- O líder do governo no Congresso, José Guimarães, chamou a taxação de compras online até US$ 50 de erro do governo Lula.
- A medida, conhecida como “taxa das blusinhas”, recebe críticas de consumidores e do varejo, que dizem onerar o bolso do consumidor.
- O governo defende a taxação para equilibrar a concorrência com o varejo nacional e aumentar a arrecadação.
- A declaração ocorre em meio a outras pautas no Congresso, como a PEC 32/15 sobre redução da maioridade penal, que volta à CCJ.
- O contexto envolve ainda temas internacionais, como aproximação entre China e Rússia, com possível assinatura de dezenas de acordos durante a visita de Putin, segundo o Poder360.
A polêmica sobre a taxação de compras online internacionais ganhou novo capítulo com a avaliação do líder do governo no Congresso, José Guimarães, que chamou a medida de equívoco da administração Lula. A fala ocorreu nesta segunda-feira, 19, e reacendeu o debate sobre impactos para o e-commerce e a economia brasileira.
A chamada taxa, conhecida como “taxa das blusinhas”, incide sobre compras até US$ 50. Consumidores e setores do varejo criticam, alegando que a medida dificulta o acesso a produtos importados e eleva o custo ao consumidor. O governo sustenta que a taxação busca equilíbrio competitivo com o varejo nacional e maior arrecadação.
Guimarães, cuja declaração foi publicada pelo Poder360, aparece em meio a um momento delicado para o governo, que busca consolidar apoio no Congresso para aprovar medidas econômicas. Uma pesquisa Quaest, divulgada pelo G1, aponta 32% dos brasileiros veem a reeleição de Lula como o melhor para 2026, 24% preferem o retorno da família Bolsonaro.
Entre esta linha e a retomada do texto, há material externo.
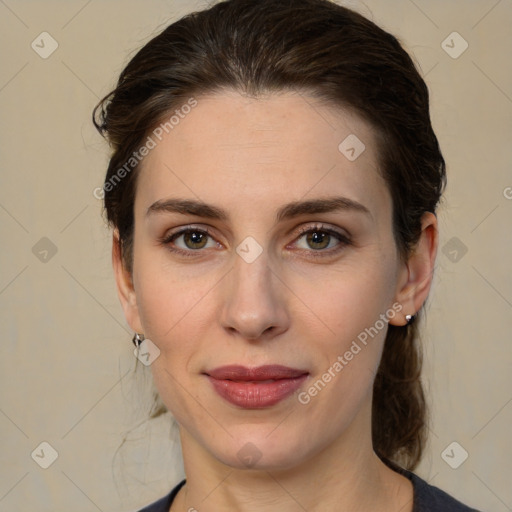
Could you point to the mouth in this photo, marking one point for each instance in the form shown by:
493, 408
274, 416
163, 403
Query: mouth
256, 388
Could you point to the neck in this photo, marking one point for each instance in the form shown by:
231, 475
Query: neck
345, 475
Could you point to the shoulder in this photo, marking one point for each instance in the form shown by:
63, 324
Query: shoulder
428, 498
163, 504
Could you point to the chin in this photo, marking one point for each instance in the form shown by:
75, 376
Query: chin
261, 451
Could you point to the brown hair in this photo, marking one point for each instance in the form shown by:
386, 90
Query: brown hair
260, 46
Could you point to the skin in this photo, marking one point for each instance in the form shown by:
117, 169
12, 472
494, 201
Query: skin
250, 157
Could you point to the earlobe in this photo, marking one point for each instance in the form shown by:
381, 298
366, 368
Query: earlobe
125, 288
417, 273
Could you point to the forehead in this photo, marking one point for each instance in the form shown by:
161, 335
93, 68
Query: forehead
242, 152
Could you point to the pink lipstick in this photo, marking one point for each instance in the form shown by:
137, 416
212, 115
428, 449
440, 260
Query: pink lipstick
256, 388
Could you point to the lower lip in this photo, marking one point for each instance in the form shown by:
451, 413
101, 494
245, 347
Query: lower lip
256, 395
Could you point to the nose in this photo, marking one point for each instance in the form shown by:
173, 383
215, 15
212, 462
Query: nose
254, 298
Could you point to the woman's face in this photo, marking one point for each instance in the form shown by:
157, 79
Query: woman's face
298, 268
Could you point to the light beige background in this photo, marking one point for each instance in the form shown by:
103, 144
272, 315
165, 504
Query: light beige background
66, 354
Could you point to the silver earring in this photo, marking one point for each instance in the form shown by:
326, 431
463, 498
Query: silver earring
138, 339
410, 319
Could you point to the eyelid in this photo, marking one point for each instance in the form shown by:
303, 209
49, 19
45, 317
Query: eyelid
343, 239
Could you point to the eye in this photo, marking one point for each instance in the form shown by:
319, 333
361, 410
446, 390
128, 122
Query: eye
188, 240
319, 238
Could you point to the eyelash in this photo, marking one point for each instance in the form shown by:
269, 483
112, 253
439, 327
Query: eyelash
343, 240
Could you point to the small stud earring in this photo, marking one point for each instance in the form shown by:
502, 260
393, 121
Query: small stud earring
138, 339
410, 319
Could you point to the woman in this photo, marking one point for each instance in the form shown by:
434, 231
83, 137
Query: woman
272, 189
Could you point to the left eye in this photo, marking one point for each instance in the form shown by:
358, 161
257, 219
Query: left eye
320, 239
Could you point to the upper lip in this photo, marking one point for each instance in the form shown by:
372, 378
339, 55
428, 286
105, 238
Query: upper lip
266, 372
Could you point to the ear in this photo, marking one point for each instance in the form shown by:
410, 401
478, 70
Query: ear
125, 289
415, 276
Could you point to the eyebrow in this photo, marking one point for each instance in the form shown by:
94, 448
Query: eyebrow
286, 212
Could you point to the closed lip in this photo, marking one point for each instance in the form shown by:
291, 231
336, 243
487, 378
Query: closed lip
259, 373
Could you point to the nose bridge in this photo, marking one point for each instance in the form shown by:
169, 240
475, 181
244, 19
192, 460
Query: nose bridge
252, 303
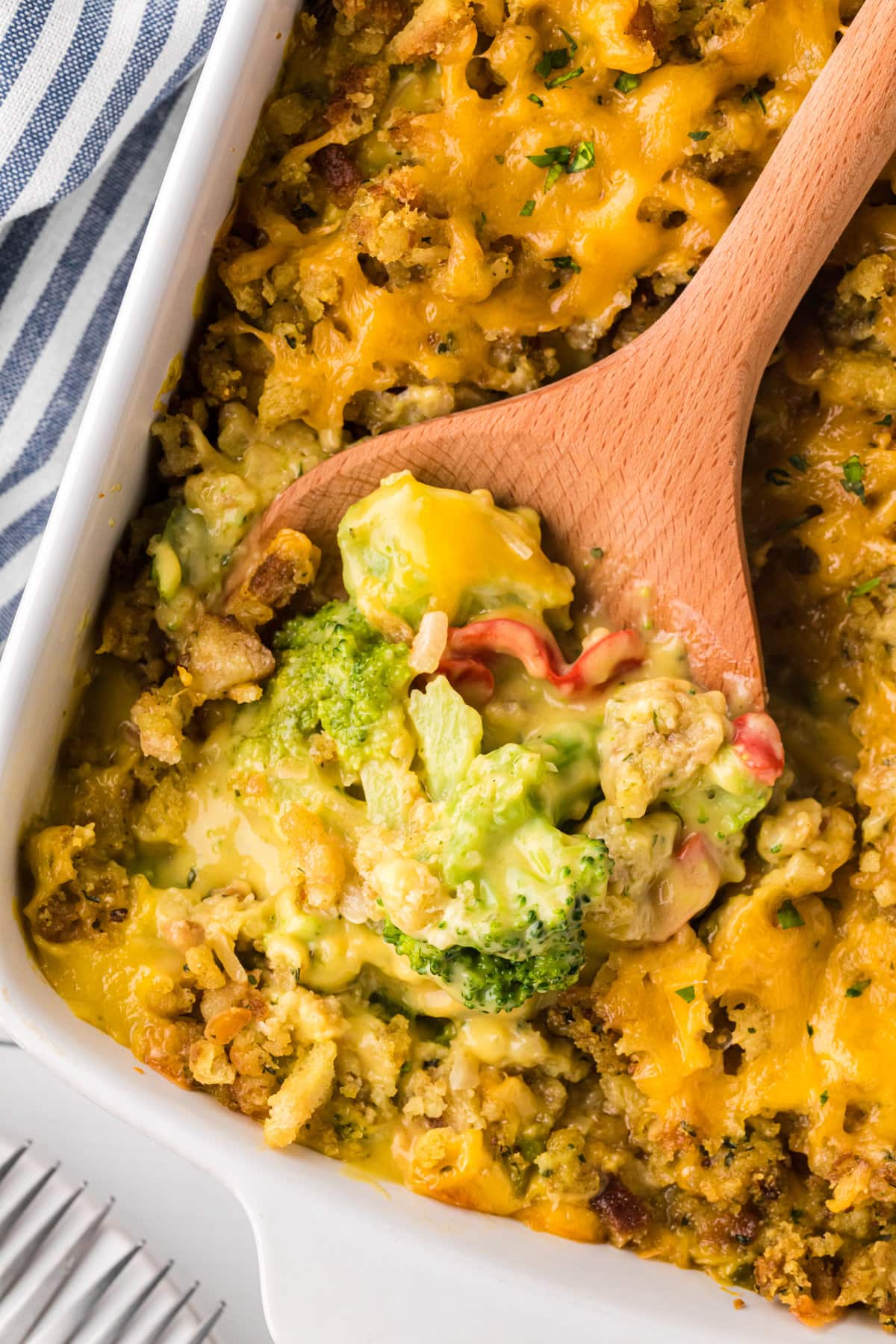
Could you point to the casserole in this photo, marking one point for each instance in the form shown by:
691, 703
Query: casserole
300, 1242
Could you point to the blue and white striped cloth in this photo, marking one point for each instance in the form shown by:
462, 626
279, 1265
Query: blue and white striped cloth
92, 97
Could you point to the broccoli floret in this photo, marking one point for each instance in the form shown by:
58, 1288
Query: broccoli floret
519, 880
337, 673
721, 803
519, 887
408, 549
488, 983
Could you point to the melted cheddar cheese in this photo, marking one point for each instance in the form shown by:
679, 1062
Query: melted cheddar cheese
448, 203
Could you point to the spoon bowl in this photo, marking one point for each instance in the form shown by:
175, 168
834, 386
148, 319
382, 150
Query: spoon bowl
635, 464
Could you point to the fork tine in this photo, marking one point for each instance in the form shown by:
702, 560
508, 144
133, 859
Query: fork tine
207, 1325
19, 1207
13, 1272
52, 1285
155, 1337
114, 1332
80, 1312
13, 1157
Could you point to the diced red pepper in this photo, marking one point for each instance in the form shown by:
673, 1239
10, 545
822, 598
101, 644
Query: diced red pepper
687, 886
470, 678
758, 744
541, 656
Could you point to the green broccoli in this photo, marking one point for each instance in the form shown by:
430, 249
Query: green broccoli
489, 983
337, 673
721, 803
519, 887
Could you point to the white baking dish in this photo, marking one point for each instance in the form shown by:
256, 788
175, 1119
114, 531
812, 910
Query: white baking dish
341, 1258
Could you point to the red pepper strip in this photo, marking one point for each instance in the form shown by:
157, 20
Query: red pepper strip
541, 656
758, 744
685, 887
470, 678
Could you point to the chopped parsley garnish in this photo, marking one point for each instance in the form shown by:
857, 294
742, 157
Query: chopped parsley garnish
583, 158
788, 917
558, 58
559, 159
862, 589
564, 78
853, 476
813, 511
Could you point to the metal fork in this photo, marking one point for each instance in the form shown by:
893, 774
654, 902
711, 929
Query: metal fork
67, 1276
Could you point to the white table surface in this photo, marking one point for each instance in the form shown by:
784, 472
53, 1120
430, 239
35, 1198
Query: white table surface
180, 1211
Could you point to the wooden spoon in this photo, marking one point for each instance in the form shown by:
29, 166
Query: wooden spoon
641, 455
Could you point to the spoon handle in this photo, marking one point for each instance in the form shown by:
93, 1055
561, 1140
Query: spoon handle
836, 146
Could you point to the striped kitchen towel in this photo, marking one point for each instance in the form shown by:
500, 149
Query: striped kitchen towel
92, 97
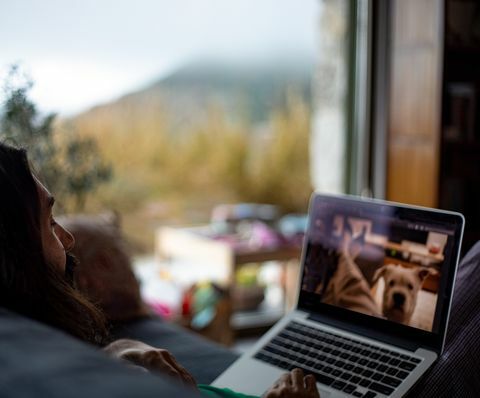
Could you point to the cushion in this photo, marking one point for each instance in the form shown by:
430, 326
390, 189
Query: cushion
105, 275
38, 361
456, 373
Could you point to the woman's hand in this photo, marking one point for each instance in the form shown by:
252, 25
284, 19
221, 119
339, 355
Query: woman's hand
151, 358
294, 385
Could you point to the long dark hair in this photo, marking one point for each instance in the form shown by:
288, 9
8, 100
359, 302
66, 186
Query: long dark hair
28, 285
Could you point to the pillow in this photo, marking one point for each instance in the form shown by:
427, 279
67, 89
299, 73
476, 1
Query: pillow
456, 373
105, 275
39, 361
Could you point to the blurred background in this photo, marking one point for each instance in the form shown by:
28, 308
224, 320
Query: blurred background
207, 124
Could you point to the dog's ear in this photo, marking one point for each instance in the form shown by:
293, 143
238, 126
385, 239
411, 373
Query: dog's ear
423, 272
379, 273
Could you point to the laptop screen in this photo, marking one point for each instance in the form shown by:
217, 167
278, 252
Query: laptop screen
387, 261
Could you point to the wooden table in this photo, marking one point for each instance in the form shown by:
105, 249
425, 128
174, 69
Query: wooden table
193, 245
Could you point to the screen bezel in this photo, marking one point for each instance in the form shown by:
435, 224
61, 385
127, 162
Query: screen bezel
310, 302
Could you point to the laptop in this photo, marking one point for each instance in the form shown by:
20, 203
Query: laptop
375, 290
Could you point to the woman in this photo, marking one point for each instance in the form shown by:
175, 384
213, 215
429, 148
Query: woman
36, 280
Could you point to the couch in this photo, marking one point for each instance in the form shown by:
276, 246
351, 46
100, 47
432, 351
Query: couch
38, 361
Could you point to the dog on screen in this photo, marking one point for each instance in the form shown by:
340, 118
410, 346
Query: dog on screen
348, 287
401, 290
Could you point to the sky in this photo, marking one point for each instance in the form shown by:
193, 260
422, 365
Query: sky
80, 53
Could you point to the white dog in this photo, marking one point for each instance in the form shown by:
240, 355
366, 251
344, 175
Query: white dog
401, 290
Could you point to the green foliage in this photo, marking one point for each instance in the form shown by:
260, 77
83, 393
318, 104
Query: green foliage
70, 166
210, 161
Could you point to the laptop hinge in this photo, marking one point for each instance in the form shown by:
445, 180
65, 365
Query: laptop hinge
368, 333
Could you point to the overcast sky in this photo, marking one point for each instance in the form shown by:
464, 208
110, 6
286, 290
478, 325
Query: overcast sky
84, 52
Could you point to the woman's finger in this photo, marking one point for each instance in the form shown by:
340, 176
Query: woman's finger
285, 379
311, 384
297, 378
187, 377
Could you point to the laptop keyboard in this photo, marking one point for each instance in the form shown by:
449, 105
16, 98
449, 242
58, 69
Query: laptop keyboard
348, 365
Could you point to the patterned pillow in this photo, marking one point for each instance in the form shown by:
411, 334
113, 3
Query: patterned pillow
105, 275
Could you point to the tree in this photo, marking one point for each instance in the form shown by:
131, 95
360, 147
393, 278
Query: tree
71, 166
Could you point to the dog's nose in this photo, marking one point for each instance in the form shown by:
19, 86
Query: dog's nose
398, 299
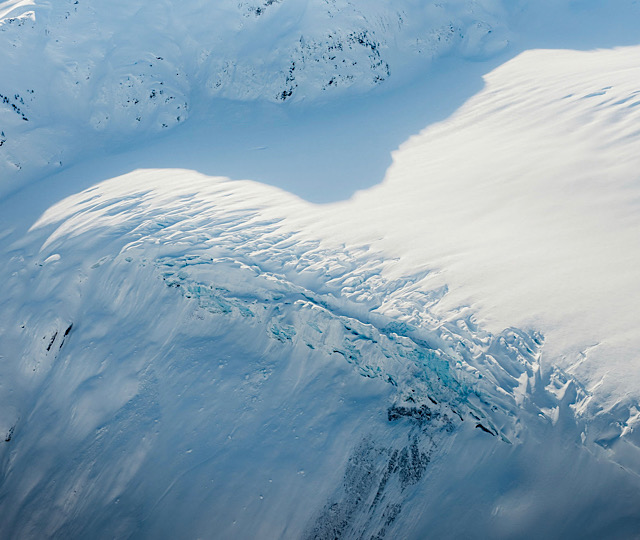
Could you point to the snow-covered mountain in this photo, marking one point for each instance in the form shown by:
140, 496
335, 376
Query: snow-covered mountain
109, 71
450, 353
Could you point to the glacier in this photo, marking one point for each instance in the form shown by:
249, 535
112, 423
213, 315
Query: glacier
319, 270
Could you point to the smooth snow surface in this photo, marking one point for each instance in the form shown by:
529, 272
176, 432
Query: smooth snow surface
451, 353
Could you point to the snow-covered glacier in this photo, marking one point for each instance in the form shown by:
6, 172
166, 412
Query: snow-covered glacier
451, 353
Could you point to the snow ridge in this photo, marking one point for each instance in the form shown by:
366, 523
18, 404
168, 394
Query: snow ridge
109, 71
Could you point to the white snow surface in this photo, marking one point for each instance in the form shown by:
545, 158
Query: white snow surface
191, 347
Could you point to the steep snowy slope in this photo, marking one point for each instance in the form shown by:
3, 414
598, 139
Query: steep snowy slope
451, 353
180, 357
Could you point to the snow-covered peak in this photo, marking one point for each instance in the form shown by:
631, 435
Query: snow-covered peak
76, 71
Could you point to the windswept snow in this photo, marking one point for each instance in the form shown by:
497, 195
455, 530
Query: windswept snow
185, 351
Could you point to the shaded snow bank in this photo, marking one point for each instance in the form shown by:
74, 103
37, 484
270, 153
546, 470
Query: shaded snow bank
181, 357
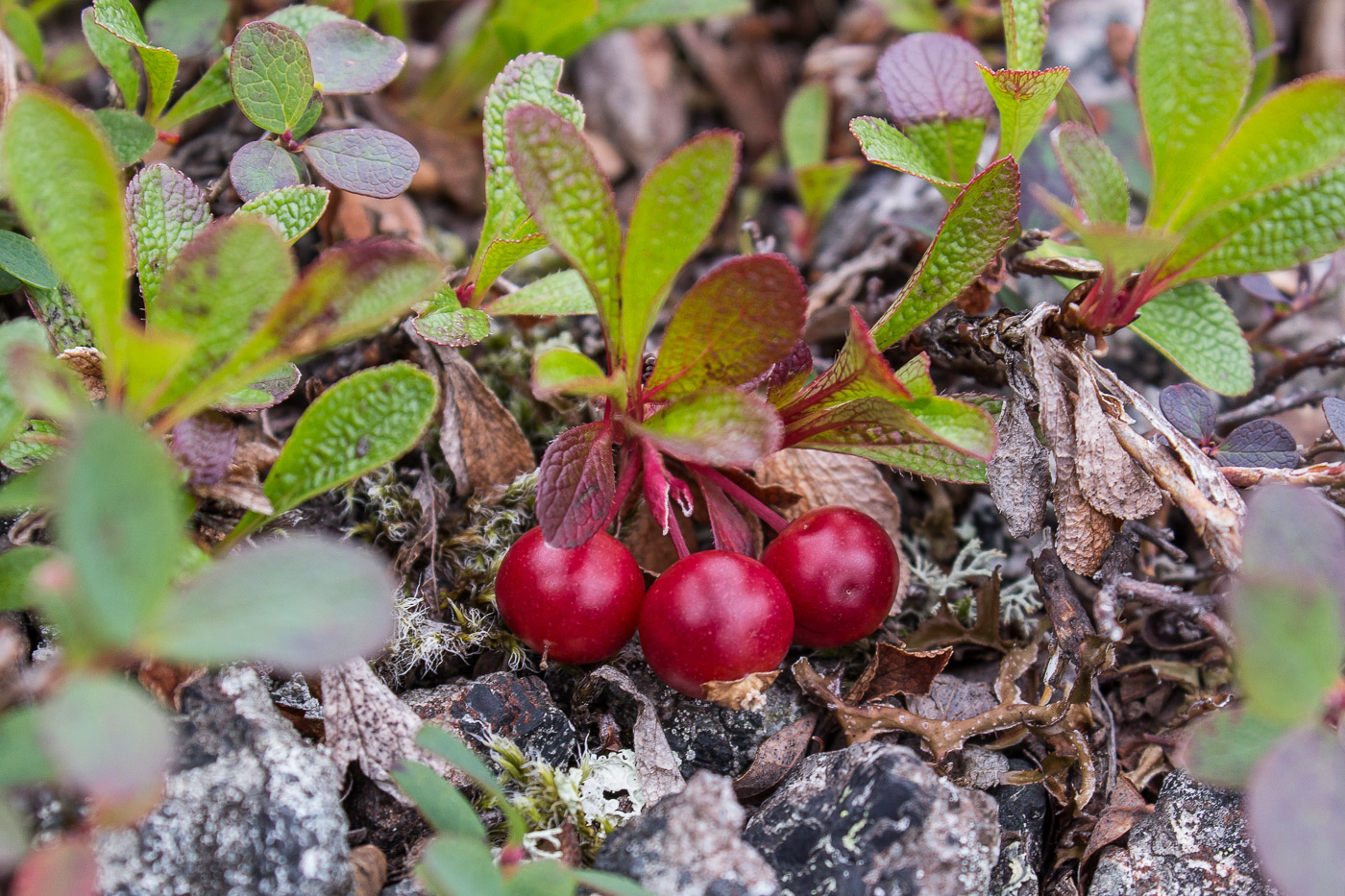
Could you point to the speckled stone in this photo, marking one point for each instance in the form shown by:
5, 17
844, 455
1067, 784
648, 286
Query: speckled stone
690, 845
873, 819
251, 809
1193, 842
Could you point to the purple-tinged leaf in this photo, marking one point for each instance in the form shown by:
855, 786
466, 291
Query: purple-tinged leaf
1334, 410
1295, 809
350, 57
717, 428
927, 77
365, 160
205, 446
575, 485
1260, 443
262, 166
1189, 409
737, 321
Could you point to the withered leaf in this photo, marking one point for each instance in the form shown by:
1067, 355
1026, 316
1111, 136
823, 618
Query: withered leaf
1019, 473
367, 724
776, 757
480, 440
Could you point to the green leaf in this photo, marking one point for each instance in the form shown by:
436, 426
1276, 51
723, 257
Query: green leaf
978, 227
300, 601
22, 258
679, 202
16, 566
211, 90
121, 521
167, 210
291, 210
70, 202
160, 64
272, 76
459, 866
441, 805
1092, 173
108, 738
806, 125
530, 80
572, 204
113, 54
562, 292
1193, 327
719, 428
128, 134
1025, 33
737, 321
885, 145
1024, 98
1187, 50
362, 423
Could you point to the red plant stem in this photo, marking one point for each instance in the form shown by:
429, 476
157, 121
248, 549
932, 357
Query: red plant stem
746, 498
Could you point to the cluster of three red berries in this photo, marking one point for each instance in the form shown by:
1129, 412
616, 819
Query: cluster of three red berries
827, 579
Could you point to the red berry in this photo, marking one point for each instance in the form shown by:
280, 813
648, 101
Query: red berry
575, 606
840, 569
715, 617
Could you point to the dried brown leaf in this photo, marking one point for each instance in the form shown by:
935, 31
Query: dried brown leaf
742, 693
480, 440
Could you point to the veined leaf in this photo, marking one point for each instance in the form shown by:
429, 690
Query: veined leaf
272, 76
1193, 327
572, 204
160, 64
1193, 67
1024, 98
737, 321
558, 294
575, 485
1092, 173
367, 420
167, 210
679, 202
719, 428
69, 198
885, 145
977, 228
300, 601
528, 80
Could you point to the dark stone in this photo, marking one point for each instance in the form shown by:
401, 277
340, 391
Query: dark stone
1193, 842
690, 844
874, 819
514, 707
249, 809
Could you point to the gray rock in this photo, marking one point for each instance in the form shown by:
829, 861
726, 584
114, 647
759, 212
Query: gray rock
515, 707
874, 819
251, 809
1193, 842
690, 845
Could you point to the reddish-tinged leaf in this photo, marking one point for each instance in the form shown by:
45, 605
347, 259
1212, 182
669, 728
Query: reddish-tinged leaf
350, 57
717, 428
575, 485
365, 160
1189, 409
1260, 443
262, 166
925, 77
205, 446
572, 204
733, 325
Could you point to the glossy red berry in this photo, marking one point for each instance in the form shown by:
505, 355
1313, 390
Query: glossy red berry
840, 569
715, 617
575, 606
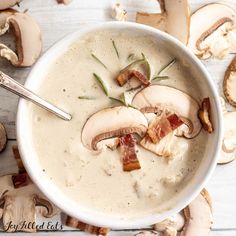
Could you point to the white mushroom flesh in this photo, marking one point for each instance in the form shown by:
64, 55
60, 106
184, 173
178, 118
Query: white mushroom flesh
164, 98
212, 35
119, 121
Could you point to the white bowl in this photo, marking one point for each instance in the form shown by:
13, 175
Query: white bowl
60, 199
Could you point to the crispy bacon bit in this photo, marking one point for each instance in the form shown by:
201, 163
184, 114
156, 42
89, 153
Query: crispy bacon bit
204, 115
72, 222
126, 75
21, 180
162, 126
19, 162
128, 153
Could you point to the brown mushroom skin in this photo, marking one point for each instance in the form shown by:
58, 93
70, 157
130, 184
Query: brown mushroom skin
5, 4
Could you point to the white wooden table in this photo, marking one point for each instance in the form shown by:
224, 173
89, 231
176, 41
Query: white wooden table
59, 20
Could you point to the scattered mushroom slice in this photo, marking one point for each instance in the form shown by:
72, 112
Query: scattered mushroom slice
157, 98
171, 224
212, 35
198, 215
205, 115
119, 121
28, 38
73, 222
3, 138
19, 205
5, 4
118, 13
229, 83
173, 19
228, 151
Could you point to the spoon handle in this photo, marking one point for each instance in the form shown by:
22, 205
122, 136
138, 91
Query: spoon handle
15, 87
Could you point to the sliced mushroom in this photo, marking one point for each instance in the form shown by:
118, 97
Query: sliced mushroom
198, 215
73, 222
173, 19
229, 83
112, 122
228, 151
171, 225
5, 4
158, 99
3, 138
212, 35
28, 38
19, 205
204, 115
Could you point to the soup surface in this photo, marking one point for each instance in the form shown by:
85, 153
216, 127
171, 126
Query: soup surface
96, 179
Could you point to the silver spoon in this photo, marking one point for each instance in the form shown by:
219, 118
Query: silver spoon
15, 87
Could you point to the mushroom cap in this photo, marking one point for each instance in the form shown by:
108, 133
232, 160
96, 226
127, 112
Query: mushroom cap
202, 26
173, 19
229, 83
4, 4
228, 151
112, 122
164, 98
198, 216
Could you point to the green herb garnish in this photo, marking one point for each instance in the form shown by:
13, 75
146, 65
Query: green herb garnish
166, 67
114, 46
101, 83
98, 60
86, 97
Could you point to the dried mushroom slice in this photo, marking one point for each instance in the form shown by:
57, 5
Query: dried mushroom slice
228, 150
198, 215
229, 83
204, 115
27, 35
158, 98
74, 223
5, 4
212, 36
119, 121
3, 138
173, 19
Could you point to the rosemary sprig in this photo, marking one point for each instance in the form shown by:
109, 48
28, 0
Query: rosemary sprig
166, 67
114, 46
160, 77
86, 97
101, 83
98, 60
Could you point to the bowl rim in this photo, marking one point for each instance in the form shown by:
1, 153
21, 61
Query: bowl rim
107, 221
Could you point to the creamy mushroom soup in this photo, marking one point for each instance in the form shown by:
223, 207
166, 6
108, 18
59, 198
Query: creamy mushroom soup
132, 146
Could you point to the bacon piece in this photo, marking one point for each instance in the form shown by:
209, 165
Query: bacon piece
19, 162
128, 153
204, 115
73, 222
162, 126
126, 75
21, 180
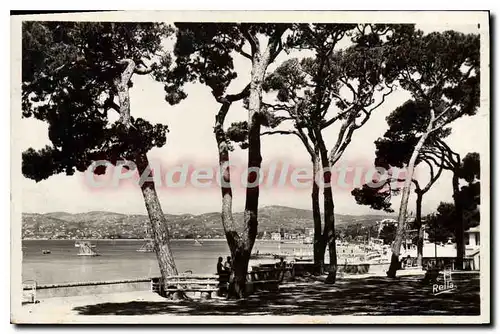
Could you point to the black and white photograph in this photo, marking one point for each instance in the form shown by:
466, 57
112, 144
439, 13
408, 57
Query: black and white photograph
250, 167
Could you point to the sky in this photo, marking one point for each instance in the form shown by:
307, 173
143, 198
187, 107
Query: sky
190, 140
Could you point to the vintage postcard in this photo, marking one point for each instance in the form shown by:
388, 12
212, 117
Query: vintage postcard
250, 167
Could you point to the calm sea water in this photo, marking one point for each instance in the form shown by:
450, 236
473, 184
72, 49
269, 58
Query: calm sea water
120, 260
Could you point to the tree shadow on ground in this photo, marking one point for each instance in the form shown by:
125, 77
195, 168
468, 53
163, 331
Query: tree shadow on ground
369, 296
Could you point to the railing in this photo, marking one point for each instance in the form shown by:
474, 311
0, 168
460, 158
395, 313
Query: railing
443, 262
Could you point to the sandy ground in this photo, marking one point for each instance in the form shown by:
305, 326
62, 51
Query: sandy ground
352, 295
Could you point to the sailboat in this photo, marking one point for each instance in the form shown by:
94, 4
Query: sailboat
87, 249
147, 247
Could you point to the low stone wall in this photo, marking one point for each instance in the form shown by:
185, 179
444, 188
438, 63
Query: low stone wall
360, 268
91, 288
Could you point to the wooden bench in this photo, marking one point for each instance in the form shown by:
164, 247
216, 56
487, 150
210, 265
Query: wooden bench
204, 284
29, 292
267, 279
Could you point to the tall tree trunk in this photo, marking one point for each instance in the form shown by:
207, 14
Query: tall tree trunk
459, 227
329, 216
236, 242
158, 222
241, 236
420, 228
396, 246
319, 243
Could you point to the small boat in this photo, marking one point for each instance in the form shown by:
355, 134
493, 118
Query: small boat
87, 249
147, 247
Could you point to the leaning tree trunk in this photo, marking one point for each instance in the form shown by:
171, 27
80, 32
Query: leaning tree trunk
459, 227
158, 222
236, 237
329, 235
157, 219
329, 228
396, 246
318, 243
420, 228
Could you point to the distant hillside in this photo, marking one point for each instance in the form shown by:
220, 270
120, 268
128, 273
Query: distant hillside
102, 224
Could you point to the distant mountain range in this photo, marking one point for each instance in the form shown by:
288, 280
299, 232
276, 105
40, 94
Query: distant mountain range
112, 225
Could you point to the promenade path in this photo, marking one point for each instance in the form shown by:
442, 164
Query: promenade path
403, 296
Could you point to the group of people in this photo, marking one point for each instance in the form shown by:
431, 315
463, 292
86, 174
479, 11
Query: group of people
224, 268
Processo legislativo e próximos passos
A discussão sobre a taxação soma-se a outros temas em pauta no Congresso, como a redução da maioridade penal. A CCJ da Câmara deve analisar a PEC 32/15, que propõe reduzir de 18 para 16 anos, em sessão marcada para esta terça-feira, 19.
Além das mudanças na legislação penal, segue em curso o debate sobre políticas econômicas. A sociedade debate impactos da taxação sobre preços, competitividade e consumo, com diferentes setores apresentando argumentos a favor e contra.
Relações internacionais e outros fatores
O governo também tem intensificado parcerias internacionais. A aproximação entre China e Rússia ganhou destaque, com a previsão de assinatura de 40 acordos durante a visita de Vladimir Putin à China, segundo o Poder360, sinalizando interesse em diversificar relações diplomáticas.
Essas frentes evidenciam divergências internas e pressões de diversos setores para a política econômica. A medida de taxação permanece no radar, com expectativas sobre eventual revisão ou mitigação de impactos para consumidores e varejo.